In our session there grew a playfulness and a natural building up of ideas as serendipitous intersections occurred where a concept, channel, or stream could be cloned to adapt to a new business idea. Growing, it created momentum and provided a sense of space — room to roam.
The diversity of the team made for richer output as we kept exploring. Ideas born from one member cloned rapidly into new ones by tapping into our backgrounds, affinities, and environments. Though we started together pitching and editing out loud, it was slow going. The pace accelerated only after a 45-minute switch to brainwriting, writing solo to bring more life to the list. We successfully avoided the problem of “one loud voice” by taking turns narrating and typing.
Creating the space to run together started with finding a format that built enough structure without slowing us down. We later dubbed this the napkin sketch for its simplicity.

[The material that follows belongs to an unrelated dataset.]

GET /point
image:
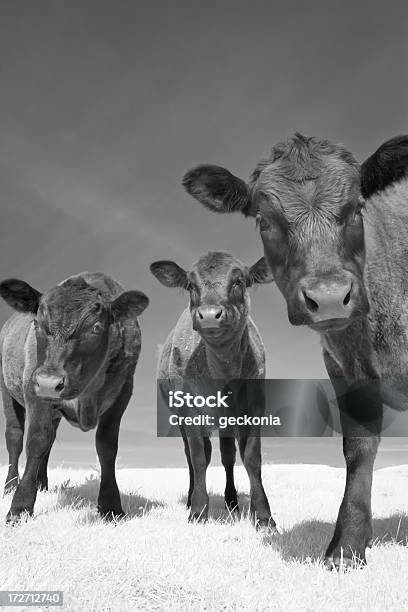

The napkin sketch technique produces a great number of ideas without too much detail. Just enough to explain a business idea or “micro” business model to a friend in plain English.
Here’s how it works:
1. Outline and pitch the business idea.
2. Detail the basics only: value proposition, market, costs, and revenue.
3. If you feel a spark, clone the sketch and adapt it.
4. Repeat until you run out of ideas.
If you freeze an idea too quickly, you fall in love with it. If you refine it too quickly, you become attached to it and it becomes very hard to keep exploring, to keep looking for better. The crudeness of the early models in particular is very deliberate.